Mining blog stories using community-based and temporal clustering

  • Authors:
  • Arun Qamra;Belle Tseng;Edward Y. Chang

  • Affiliations:
  • UC Santa Barbara;NEC Labs America, Cupertino;UC Santa Barbara

  • Venue:
  • CIKM '06 Proceedings of the 15th ACM international conference on Information and knowledge management
  • Year:
  • 2006

Quantified Score

Hi-index 0.00

Visualization

Abstract

In recent years, weblogs, or blogs for short, have become an important form of online content. The personal nature of blogs, online interactions between bloggers, and the temporal nature of blog entries, differentiate blogs from other kinds of Web content.

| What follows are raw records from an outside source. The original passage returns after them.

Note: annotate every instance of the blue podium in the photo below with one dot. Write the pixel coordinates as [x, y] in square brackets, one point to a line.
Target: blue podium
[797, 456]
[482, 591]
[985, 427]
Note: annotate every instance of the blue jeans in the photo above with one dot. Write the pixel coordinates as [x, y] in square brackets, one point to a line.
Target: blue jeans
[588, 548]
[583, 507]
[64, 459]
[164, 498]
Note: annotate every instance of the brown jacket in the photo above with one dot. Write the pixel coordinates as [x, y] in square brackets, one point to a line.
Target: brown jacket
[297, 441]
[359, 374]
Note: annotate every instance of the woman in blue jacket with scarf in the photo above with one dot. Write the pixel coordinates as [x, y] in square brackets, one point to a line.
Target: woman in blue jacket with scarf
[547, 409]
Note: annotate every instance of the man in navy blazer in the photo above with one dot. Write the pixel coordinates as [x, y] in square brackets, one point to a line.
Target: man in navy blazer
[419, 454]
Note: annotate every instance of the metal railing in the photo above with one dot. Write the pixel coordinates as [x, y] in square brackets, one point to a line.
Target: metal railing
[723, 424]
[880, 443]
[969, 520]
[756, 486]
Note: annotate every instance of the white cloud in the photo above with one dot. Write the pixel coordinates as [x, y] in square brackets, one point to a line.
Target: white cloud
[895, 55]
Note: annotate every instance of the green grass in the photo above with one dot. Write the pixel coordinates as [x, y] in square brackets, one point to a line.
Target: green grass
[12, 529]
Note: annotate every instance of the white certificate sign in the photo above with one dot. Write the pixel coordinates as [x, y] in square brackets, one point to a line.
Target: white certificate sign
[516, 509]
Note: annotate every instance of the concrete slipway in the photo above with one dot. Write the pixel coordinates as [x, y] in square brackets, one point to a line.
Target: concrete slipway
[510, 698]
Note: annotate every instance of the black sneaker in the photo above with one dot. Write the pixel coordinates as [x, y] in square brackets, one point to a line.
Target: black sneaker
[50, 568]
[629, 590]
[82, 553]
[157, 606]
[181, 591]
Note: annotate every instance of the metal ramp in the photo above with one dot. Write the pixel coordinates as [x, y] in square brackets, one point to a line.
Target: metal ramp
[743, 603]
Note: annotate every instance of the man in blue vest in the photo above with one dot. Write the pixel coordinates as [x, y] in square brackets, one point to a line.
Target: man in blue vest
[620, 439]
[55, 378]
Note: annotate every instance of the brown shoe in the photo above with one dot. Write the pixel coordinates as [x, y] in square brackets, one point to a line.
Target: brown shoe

Bloggers interact with each other by linking to each other's posts, thus forming online communities. Within these communities, bloggers engage in discussions of certain issues, through entries in their blogs. Since these discussions are often initiated in response to online or offline events, a discussion typically lasts for a limited time duration. We wish to extract such temporal discussions, or stories, occurring within blogger communities, based on some query keywords. We propose a Content-Community-Time model that can leverage the content of entries, their timestamps, and the community structure of the blogs, to automatically discover stories. Doing so also allows us to discover hot stories. We demonstrate the effectiveness of our model through several case studies using real-world data collected from the blogosphere.